Safira tampak tercengang mendengarnya, wajahnya langsung menggeleng cepat.
"Mas, demi Tuhan, aku---"
"Sudah, tidak perlu membawa nama Tuhan segala, aku paham," potongku, mungkin iya.
Aku tertawa kecil, menertawakan diriku ini, bahkan sejak aku dan Safira berpacaran dulu saat masih kuliah pun, aku belum bisa memberikan dia kebahagiaan.
Berbeda dengan kakak dan adik Safira yang memiliki suami idaman para wanita, memiliki pekerjaan yang tetap dan uang yang sangat banyak.
Aku sadar diri dengan ini, Safira pasti malu terhadap ku. Bukan aku tidak mau berusaha, melainkan semua usahaku tidak ada yang membuahkan hasil.
Pekerjaan kantoran sudah aku lakukan tapi semuanya menolakku. Aku harus bagaimana lagi.
Selama kami menikah memang aku jarang sekali memberikan Safira uang, Safira tidak memprotes akan hal itu, dia menerima apa adanya. Apalagi Safira seorang penulis, jelas uangnya lebih banyak dariku.

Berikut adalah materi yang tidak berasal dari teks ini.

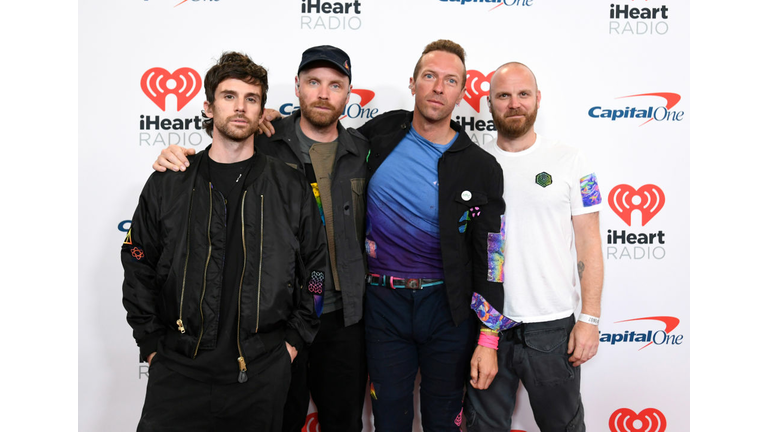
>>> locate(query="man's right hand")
[258,108,283,137]
[152,144,195,172]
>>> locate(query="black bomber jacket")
[121,146,327,372]
[358,110,505,325]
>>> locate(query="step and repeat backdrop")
[78,0,690,432]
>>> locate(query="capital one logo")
[608,408,667,432]
[464,70,495,113]
[141,67,203,111]
[587,92,685,126]
[608,184,665,226]
[340,89,378,119]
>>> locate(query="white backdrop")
[78,0,690,432]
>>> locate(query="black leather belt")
[365,273,443,289]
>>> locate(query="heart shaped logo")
[608,408,667,432]
[608,184,665,226]
[464,70,493,113]
[141,67,203,111]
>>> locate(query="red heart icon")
[464,70,493,112]
[608,408,667,432]
[141,67,203,111]
[608,184,665,226]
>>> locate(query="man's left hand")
[568,321,600,367]
[469,345,499,390]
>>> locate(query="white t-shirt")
[481,135,601,322]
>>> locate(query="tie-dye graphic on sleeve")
[312,183,325,226]
[580,173,603,207]
[488,215,506,282]
[470,293,520,331]
[307,271,325,317]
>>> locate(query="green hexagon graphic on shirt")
[536,172,552,187]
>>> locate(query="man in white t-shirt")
[467,63,603,432]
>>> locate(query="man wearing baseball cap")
[264,45,368,432]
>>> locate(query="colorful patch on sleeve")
[580,173,603,207]
[470,293,520,331]
[365,239,376,259]
[307,271,325,317]
[131,247,144,261]
[488,215,506,282]
[312,183,325,226]
[123,228,133,245]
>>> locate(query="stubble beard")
[299,100,344,129]
[491,108,539,139]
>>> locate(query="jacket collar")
[269,110,359,160]
[401,111,474,152]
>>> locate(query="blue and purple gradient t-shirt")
[365,127,458,279]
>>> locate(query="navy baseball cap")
[299,45,352,81]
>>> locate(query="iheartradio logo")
[141,67,203,111]
[608,184,665,226]
[464,70,495,113]
[301,412,320,432]
[608,408,667,432]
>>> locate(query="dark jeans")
[283,310,368,432]
[365,284,477,432]
[467,316,586,432]
[137,344,291,432]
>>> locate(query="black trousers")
[283,310,368,432]
[466,315,586,432]
[137,345,291,432]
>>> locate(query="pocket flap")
[525,328,568,352]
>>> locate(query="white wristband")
[579,313,600,325]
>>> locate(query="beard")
[299,99,344,129]
[213,116,259,142]
[491,108,539,139]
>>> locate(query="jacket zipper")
[255,195,264,333]
[176,188,195,333]
[235,190,248,383]
[192,182,213,358]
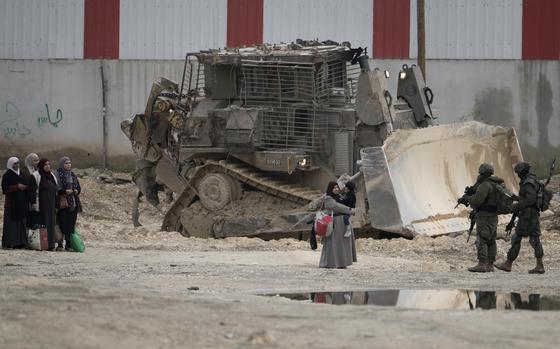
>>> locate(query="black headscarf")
[37,159,56,188]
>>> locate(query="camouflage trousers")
[475,216,498,264]
[507,216,544,262]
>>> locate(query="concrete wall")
[0,60,560,173]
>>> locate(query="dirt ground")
[0,170,560,348]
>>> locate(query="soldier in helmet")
[496,161,544,274]
[460,164,504,273]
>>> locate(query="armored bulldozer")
[121,40,521,238]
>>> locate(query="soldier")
[459,164,503,273]
[496,162,544,274]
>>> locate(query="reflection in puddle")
[275,290,560,310]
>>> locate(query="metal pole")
[416,0,428,81]
[99,60,107,169]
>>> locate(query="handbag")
[314,211,334,237]
[70,230,86,252]
[59,195,70,209]
[27,228,49,251]
[54,222,64,242]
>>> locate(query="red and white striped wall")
[0,0,560,60]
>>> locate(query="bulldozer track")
[162,160,322,236]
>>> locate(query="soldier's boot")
[468,261,490,273]
[494,260,513,273]
[529,258,544,274]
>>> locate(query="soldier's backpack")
[494,182,513,214]
[537,182,553,212]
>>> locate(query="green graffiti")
[37,103,64,128]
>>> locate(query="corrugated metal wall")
[263,0,373,47]
[119,0,227,59]
[410,0,523,59]
[227,0,264,47]
[0,0,84,59]
[523,0,560,59]
[84,0,120,59]
[372,0,410,58]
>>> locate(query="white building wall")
[263,0,373,48]
[119,0,227,59]
[0,60,560,171]
[0,0,84,59]
[410,0,523,59]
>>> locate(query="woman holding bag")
[57,156,82,252]
[35,159,62,251]
[319,182,357,268]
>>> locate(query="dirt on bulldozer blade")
[0,169,560,349]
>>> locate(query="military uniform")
[496,162,544,274]
[469,171,503,272]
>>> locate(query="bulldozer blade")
[360,121,523,237]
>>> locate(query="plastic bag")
[314,211,333,237]
[70,230,86,252]
[27,228,49,251]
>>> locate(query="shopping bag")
[27,228,49,251]
[54,223,64,242]
[314,211,333,237]
[70,230,86,252]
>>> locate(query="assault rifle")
[455,182,479,243]
[506,157,556,236]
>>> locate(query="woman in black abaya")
[37,159,59,251]
[2,157,29,248]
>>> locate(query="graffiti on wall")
[37,103,64,128]
[0,101,64,142]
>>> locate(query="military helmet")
[478,163,494,175]
[513,161,531,173]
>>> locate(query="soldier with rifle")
[457,163,503,273]
[496,161,552,274]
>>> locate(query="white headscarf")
[6,156,19,176]
[25,153,39,174]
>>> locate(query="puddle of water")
[267,290,560,310]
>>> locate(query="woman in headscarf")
[2,157,29,248]
[21,153,39,218]
[35,159,62,251]
[319,182,357,268]
[57,156,82,251]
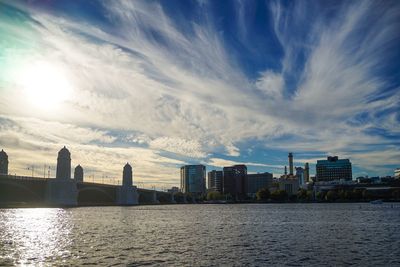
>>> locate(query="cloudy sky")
[0,0,400,188]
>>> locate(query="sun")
[20,61,72,109]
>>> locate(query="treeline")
[256,188,400,202]
[174,188,400,203]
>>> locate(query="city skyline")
[0,0,400,186]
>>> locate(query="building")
[222,164,247,200]
[304,162,311,183]
[0,149,8,175]
[394,170,400,179]
[122,162,133,187]
[207,170,224,193]
[278,178,299,196]
[74,165,83,182]
[167,186,179,194]
[316,156,353,182]
[56,146,71,180]
[288,152,293,176]
[296,167,306,186]
[181,165,206,194]
[246,172,272,197]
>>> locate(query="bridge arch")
[0,179,45,203]
[78,186,116,205]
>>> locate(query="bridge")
[0,174,178,207]
[0,146,194,207]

Aku mendengar Safira tampak menghela nafas panjang, wajahnya menatap kearah rumah Ibunya yang kini sudah ramai dipenuhi oleh orang-orang rewang.

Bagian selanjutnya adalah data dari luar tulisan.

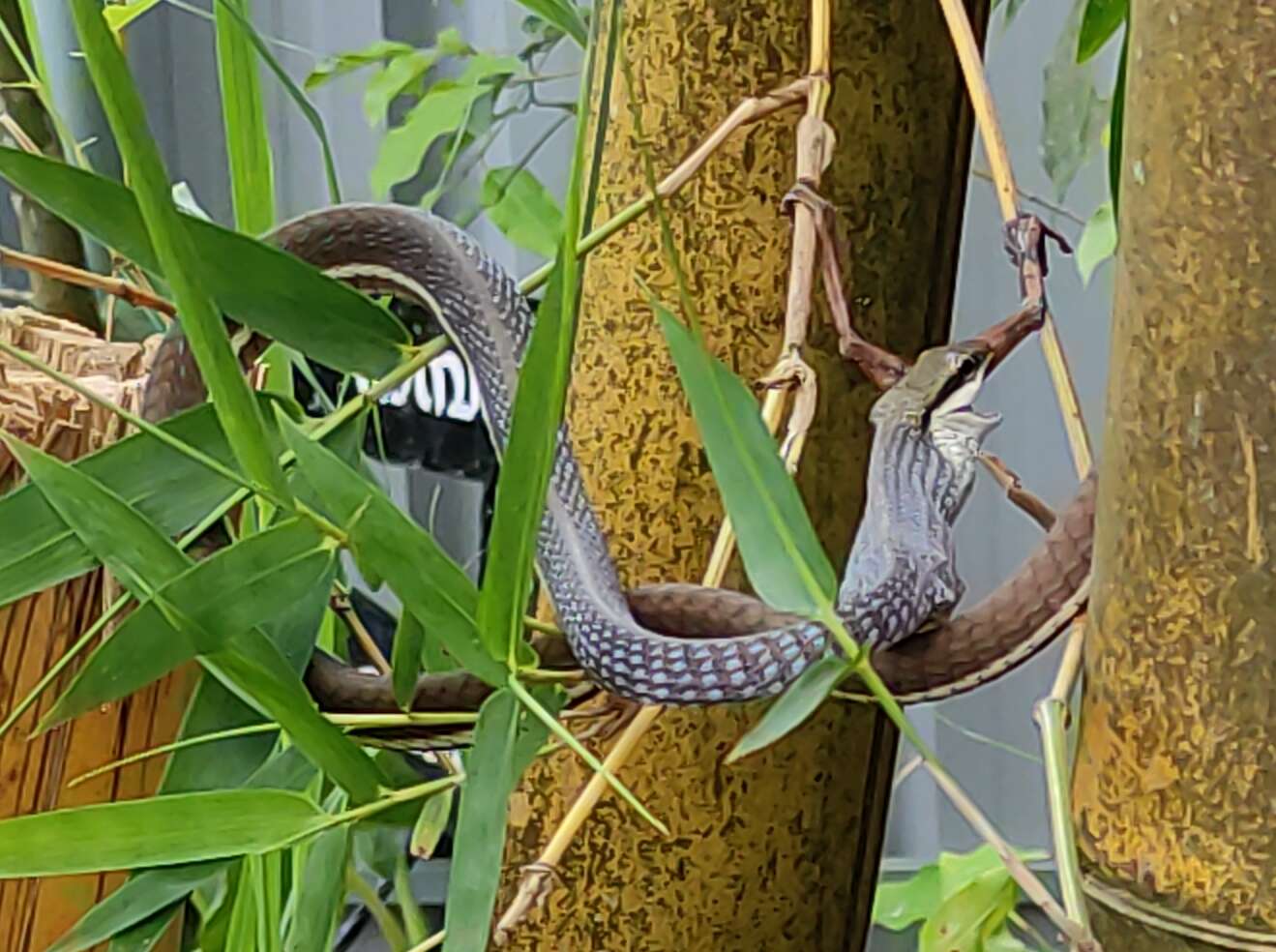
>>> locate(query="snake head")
[871,340,1001,464]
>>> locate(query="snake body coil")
[143,205,1088,709]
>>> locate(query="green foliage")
[1041,0,1111,200]
[1077,201,1116,284]
[215,0,275,235]
[480,165,563,257]
[873,847,1047,952]
[1077,0,1129,63]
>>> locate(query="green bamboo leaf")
[391,610,425,711]
[217,0,341,204]
[0,789,329,879]
[47,747,315,952]
[281,417,505,684]
[45,860,215,952]
[0,147,411,377]
[519,0,589,48]
[72,0,288,499]
[103,0,163,33]
[1108,28,1129,219]
[224,856,267,952]
[1077,0,1129,63]
[0,395,271,605]
[1077,201,1116,284]
[408,788,456,859]
[727,656,851,763]
[371,80,491,196]
[652,301,837,615]
[283,791,351,952]
[479,165,563,257]
[917,869,1019,952]
[1040,0,1109,201]
[303,40,416,89]
[0,436,381,803]
[443,689,519,952]
[41,519,333,725]
[479,13,596,667]
[873,863,940,932]
[213,0,275,235]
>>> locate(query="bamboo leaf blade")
[0,397,271,605]
[727,656,851,763]
[652,301,837,616]
[0,432,383,801]
[443,689,519,952]
[41,519,333,728]
[281,410,505,685]
[0,789,329,878]
[0,147,411,377]
[213,0,275,235]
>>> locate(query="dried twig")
[0,245,177,317]
[493,16,832,944]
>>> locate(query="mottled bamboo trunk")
[1073,0,1276,952]
[0,309,191,952]
[499,0,987,952]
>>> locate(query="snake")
[141,203,1095,711]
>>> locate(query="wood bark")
[0,308,186,952]
[1073,0,1276,952]
[0,0,100,328]
[497,0,987,951]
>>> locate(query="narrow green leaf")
[225,856,265,952]
[1041,0,1109,201]
[371,80,491,196]
[213,0,275,235]
[0,147,411,377]
[443,691,519,952]
[1108,27,1129,219]
[281,419,505,684]
[0,436,381,803]
[395,849,430,947]
[519,0,589,48]
[43,519,333,727]
[0,789,328,878]
[303,40,416,89]
[727,655,851,763]
[0,395,273,605]
[391,610,425,711]
[103,0,163,33]
[72,0,288,499]
[283,791,351,952]
[217,0,341,204]
[873,863,940,932]
[45,860,223,952]
[408,788,456,859]
[652,301,837,615]
[48,748,315,952]
[1077,0,1129,63]
[479,11,597,668]
[479,165,563,257]
[917,869,1019,952]
[1077,201,1116,284]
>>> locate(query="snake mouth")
[931,361,1001,436]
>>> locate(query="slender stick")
[519,79,811,295]
[0,245,177,316]
[939,0,1093,476]
[935,0,1099,949]
[493,11,832,944]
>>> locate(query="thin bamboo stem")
[493,41,831,944]
[0,245,177,317]
[939,0,1093,476]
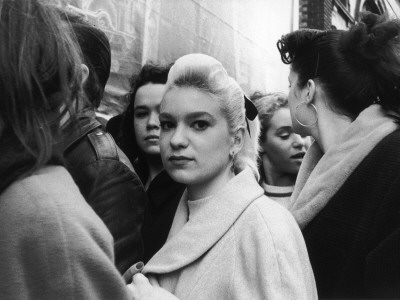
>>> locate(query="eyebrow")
[276,126,292,131]
[135,105,149,110]
[160,111,216,120]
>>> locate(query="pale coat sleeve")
[0,171,129,299]
[230,197,318,300]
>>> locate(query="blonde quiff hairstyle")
[166,53,260,180]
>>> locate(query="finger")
[122,261,144,284]
[132,273,150,286]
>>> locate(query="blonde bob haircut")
[166,53,260,180]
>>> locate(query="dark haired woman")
[108,63,185,262]
[278,14,400,299]
[0,0,129,299]
[251,93,309,208]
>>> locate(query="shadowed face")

"Yasudah Mas, lebih baik kita masuk yuk, Ibu dan Ayah pasti sudah menunggu kita," ajak Safira pada akhirnya. Aku mengangguk mengiyakan.
Dirumah mertuaku, ternyata semua orang sudah berkumpul, baik saudari iparku beserta suaminya maupun para tetangga. Besok adalah hari yang di nanti-nantikan Ida, adik Safira yang paling bontot. Melepaskan masa kesendiriannya menikah dengan seorang karyawan di salah satu perusahaan besar, menurut perkataan Safira kemarin yang memberitahukan ku.

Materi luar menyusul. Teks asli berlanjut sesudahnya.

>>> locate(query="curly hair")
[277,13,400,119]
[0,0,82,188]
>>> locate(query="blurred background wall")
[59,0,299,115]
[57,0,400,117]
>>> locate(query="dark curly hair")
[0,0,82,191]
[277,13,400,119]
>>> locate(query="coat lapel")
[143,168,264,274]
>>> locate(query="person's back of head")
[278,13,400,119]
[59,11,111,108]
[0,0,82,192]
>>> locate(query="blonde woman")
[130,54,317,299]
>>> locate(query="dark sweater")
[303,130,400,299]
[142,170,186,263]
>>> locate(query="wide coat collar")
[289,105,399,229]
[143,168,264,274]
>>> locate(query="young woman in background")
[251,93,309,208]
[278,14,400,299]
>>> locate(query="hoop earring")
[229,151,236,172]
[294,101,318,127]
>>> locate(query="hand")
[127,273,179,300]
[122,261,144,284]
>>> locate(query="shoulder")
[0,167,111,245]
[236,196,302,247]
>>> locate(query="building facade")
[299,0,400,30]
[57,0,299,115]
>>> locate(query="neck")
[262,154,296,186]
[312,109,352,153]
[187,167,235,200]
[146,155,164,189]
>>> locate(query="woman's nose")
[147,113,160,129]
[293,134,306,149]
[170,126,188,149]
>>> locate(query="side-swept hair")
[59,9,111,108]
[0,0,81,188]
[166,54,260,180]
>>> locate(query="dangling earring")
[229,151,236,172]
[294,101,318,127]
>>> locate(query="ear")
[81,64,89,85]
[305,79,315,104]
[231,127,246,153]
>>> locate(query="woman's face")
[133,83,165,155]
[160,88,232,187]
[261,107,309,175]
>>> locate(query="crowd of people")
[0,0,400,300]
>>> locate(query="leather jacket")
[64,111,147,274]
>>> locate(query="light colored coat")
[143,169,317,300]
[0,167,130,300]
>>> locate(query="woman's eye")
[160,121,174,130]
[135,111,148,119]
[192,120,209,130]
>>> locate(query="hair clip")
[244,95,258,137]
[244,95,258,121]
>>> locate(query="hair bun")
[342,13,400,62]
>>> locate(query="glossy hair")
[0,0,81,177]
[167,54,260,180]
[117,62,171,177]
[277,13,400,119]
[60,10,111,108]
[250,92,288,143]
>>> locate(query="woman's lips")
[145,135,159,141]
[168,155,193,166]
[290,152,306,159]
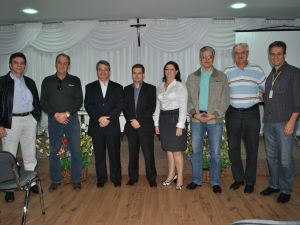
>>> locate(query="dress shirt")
[154,80,187,129]
[99,80,108,98]
[10,73,33,113]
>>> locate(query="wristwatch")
[66,112,71,118]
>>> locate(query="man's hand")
[54,112,69,125]
[98,116,110,127]
[0,127,7,138]
[130,119,141,129]
[194,113,216,123]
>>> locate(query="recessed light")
[230,2,247,9]
[22,8,38,14]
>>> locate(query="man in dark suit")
[123,64,157,187]
[84,60,123,188]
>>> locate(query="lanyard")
[271,71,281,89]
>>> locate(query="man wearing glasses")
[41,53,83,192]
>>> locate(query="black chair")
[231,219,300,225]
[0,151,45,225]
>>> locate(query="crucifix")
[130,18,146,47]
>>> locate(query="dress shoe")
[149,180,157,187]
[163,175,177,187]
[230,181,244,190]
[213,185,222,194]
[5,192,15,202]
[260,186,280,196]
[30,185,39,194]
[126,179,137,186]
[97,182,104,188]
[114,181,121,187]
[73,182,81,191]
[186,182,201,190]
[277,192,291,203]
[244,184,254,194]
[48,183,60,192]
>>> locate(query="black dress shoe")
[5,192,15,202]
[230,181,244,190]
[277,192,291,203]
[244,184,254,194]
[126,179,137,186]
[48,183,60,192]
[213,185,222,194]
[114,181,121,187]
[30,185,39,194]
[97,182,104,188]
[186,182,201,190]
[149,180,157,187]
[260,186,280,196]
[73,182,81,191]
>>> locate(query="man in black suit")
[84,60,123,188]
[123,64,157,187]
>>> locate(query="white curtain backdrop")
[0,18,300,128]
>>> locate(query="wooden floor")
[0,137,300,225]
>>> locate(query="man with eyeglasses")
[41,53,83,192]
[0,52,41,202]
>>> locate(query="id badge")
[269,90,273,98]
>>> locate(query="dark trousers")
[225,105,260,185]
[127,131,157,182]
[92,132,121,183]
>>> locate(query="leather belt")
[229,104,258,112]
[13,112,31,117]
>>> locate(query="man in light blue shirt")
[224,43,266,194]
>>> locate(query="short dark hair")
[269,41,286,54]
[199,46,215,58]
[96,60,110,71]
[163,61,181,82]
[131,63,145,73]
[55,53,71,65]
[9,52,26,65]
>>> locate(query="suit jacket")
[123,82,156,134]
[0,72,41,128]
[84,80,124,137]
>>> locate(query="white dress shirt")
[154,80,187,129]
[99,80,108,98]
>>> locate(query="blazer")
[123,82,156,134]
[84,80,124,137]
[0,72,41,129]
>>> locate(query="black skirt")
[159,109,187,152]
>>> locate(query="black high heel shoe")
[163,175,177,187]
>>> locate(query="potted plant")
[36,123,93,183]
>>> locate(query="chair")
[0,151,45,225]
[231,219,300,225]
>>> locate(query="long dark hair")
[163,61,181,82]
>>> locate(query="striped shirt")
[224,64,266,108]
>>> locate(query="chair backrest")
[0,151,20,183]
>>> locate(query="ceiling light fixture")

Kami tampak disambut ramah, terutama Safira yang langsung di sambut hangat oleh keluarganya. Berbeda denganku yang seperti dugaan, diacuhkan oleh mereka.
"Eh, nak Bayu, pulang juga, Ibu pikir gak pulang karena sibuk!" ucap Ibu mertuaku kini beralih menatap kearahku.
Aku hanya membalas dengan senyuman manis, sembari menyalami tangan wanita paruh baya itu lalu pergi mengikuti Safira kedalam kamar.
Semua tampak melihat kearah kami dengan tatapan sulit di artikan. Apalagi para iparku.
"Mas, kamu mau langsung gabung dengan mereka apa istirahat dulu, kalau aku mau langsung bantu-bantu orang rewang," celutus Safira saat tiba di kamarnya.
Jarak dari rumah kami dengan rumah mertuaku lumayan jauh, sudah pasti kewalahan dalam perjalanan.
Ibu mertuaku memiliki empat orang putri, dan semuanya memiliki kamar sendiri. Jadi tak heran kalau kami langsung mendapat bagian kamar.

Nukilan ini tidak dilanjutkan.